I think that Christmas was not a new thing. I think that Christmas was simply a new way to do an old thing. God was always and forever Emmanuel - “God with us.” God was always with the children of the Earth, as close as the breath that gives us life: walking in the Garden, and hearing the desperate cries of the slaves in Egypt, and pitching a tent in the heart of the camp as the people journeyed through the desert, and feeding lonely prophets in the wilderness, and clearing a path out of exile, and holding the prayers of the lonely and forgotten, from one generation to the next. God did not enter the scene on Christmas. God was always there. Not always like this, but always there. Often hidden in plain site, but always there, always and forever Emmanuel.

It is in the dark corners of the Christmas story, that we find Emmanuel. Our God is not afraid of the dark. The shepherds might have felt like they were all alone in the cold, darkness of the fields, but Heaven was hiding just beyond the dark curtain of sky – ready at a moment's notice to fill their hearts and ears with the songs of the angels, to open their eyes to the blinding light of eternity. Mary might have felt like she and Joseph were all alone in that stable – no room in the inn, away from home and family, unnoticed by a great, big world, but God was right there, hiding under her skin, growing silently in her body, filling her with the Divine Word that spoke the worlds into being. Those who walked in darkness were never truly alone.

Christmas comes under the cover of night, like a covert mission by a holy Spirit. As a weary world sleeps, Christmas comes – so silent and unnoticed that it is shocking. The light of the world smuggled into the deep darkness.

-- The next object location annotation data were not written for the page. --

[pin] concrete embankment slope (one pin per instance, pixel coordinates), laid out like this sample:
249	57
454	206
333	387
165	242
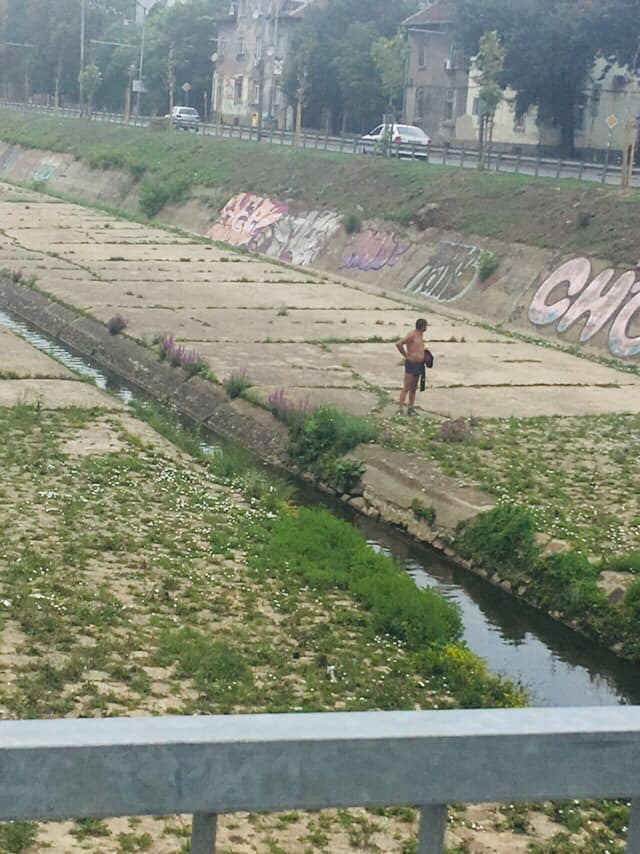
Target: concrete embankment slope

Of course. In the darkness is where we most need the light.

And in the darkness is where we find Emmanuel - “God with us.” Sometimes hidden, sometimes silent. But always there.

No matter how deep your pain. No matter how difficult the road you walk. No matter how dark the night seems. No matter how lonely your heart feels. No matter how daunting the future looks. You will never hurt alone. You will never walk alone. You will never be alone.

That is the miracle of Christmas: the God of the Universe gets under our skin, yearns to be close to us, does whatever it takes to be with us. It's not a story of the past; it is a story that never ends. It is a story that is always true. Emmanuel is here - “God is with us” - always and forever. Even in your deepest darkness you are not alone. Because, you see, your God is not afraid of the dark.






1How the Grinch Stole Christmas, Dr. Seuss.